Cuisine Meals are served in one sitting only in the charming Victorian atmosphere of the dining cars and are complemented by a selection of fine South African wines.
An enthusiastic team of chefs is responsible for overseeing the very important task of ensuring guests’ every need is catered for. There’s an accent on fresh local ingredients and traditional dishes such as game are a specialty. Breakfast is between 07h00 and 10h00, lunch at 13h00, tea at 16h30 and a formal dinner at 19h30.
Dress For days on the train dress is smart casual. Evening attire is more formal – for the gentlemen a jacket and tie is a minimum requirement while for ladies we suggest cocktail/evening dresses or suits.
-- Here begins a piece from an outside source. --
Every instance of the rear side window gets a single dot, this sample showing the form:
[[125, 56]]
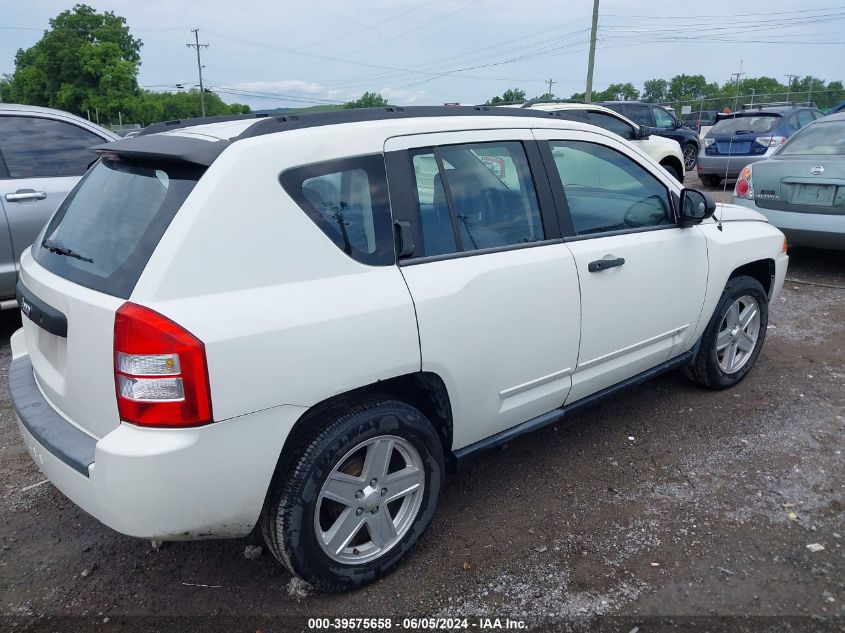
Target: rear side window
[[108, 227], [33, 147], [348, 200], [746, 124], [474, 197]]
Please include warm clothing for cold mornings and evenings.
Mobile Devices and Internet In maintaining the spirit of travel of a bygone era, there are no radios or television sets on board. The use of mobile phones, laptops and essentially anything that has the ability to disturb other passengers is confined to the privacy of your suites.
Smoking is only allowed in the privacy of your suite and in the Club Lounge.
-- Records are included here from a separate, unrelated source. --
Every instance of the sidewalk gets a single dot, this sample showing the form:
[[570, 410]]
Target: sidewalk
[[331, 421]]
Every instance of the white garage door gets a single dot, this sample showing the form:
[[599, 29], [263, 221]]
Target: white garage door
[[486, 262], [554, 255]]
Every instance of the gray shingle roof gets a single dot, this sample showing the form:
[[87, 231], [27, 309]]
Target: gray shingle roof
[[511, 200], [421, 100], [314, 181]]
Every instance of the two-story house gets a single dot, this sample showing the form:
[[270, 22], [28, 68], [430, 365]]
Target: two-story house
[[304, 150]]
The Observation Cars were originally A-28 dining cars built to drawings by Mr W Day. Permission was granted by SAR to run Rovos Rail’s observation cars at the back of the trains, enabling the enlargement of the windows and the construction of unique open-air balconies. Coaches 225 NILE, 226 MODDER and 220 KEI entered service between 1935 and 1938 and stayed with SAR until 1983 when they were sold to Mr S Krok of Johannesburg. They were transported to the Jewish Guild Sports Club grounds in Morningside, Sandton, to become the nucleus of a novel restaurant. Rovos Rail purchased them in 1988 and restored them to service as observation cars. During 2010, a 1960 third-class sleeper 6320 was rebuilt as an observation car and has proved a great success. The ride is also a little better than its counterparts as the bogies are the more modern, commonwealth type.